The British Academy is the United Kingdom’s national body recognizing and supporting excellence in the humanities and social sciences. Each year, in addition to electing several dozen U.K.-based Fellows who have achieved distinction in the humanities and social sciences, the Academy elects a number of Corresponding Fellows from overseas universities. Election is a mark of distinction, which only a few American law faculty have achieved.
Professor Langbein was one of 15 Corresponding Fellows elected from all fields at the Academy’s annual meeting on July 19. Thirty-eight Fellows and two Honorary Fellows were also elected. You may view the full list here.

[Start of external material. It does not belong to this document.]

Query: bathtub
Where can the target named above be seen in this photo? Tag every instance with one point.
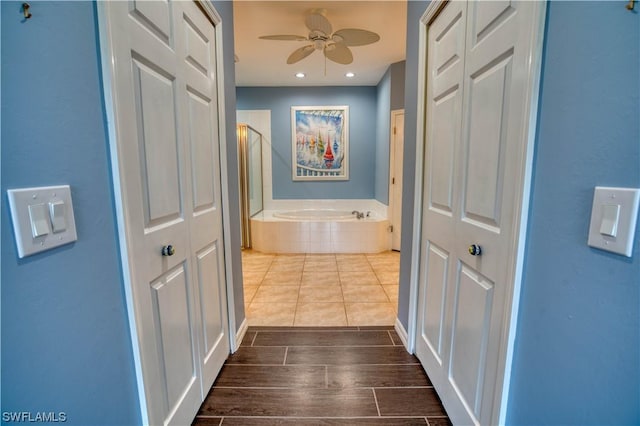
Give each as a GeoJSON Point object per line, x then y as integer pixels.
{"type": "Point", "coordinates": [321, 230]}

Sir Adam Roberts, president of the Academy, said: “Our Fellows play a vital role in sustaining the Academy’s activities – from identifying excellence to be supported by research awards, to contributing to policy reports and speaking at the Academy’s public events. Their presence in the Academy will help it to sustain its support for research across the humanities and social sciences, and to inspire public interest in these disciplines.”
Professor Langbein is the author or co-author of numerous publications, including a textbook on the history of the legal system and a course book on pension and employee benefit law now in its fifth edition. Long active in law reform work, he has served as a Uniform Law Commissioner since 1984. He was the reporter and principal drafter for the Uniform Prudent Investor Act (1994), which governs fiduciary investing in most American states. He was Associate Reporter for the American Law Institute’s “Restatement (Third) of Property: Wills and Other Donative Transfers” (3 vols., 1999-2011).
He is an honorary fellow of Trinity Hall, Cambridge University, and a member of the American Academy of Arts and Sciences, the International Academy of Comparative Law, and the American College of Trust and Estate Counsel. His extensive honors include the American Society for Legal History’s Sutherland Prize for his “pioneering work” in legal history, and the Coif Biennial Book Award for his book, “The Origins of Adversary Criminal Trial.”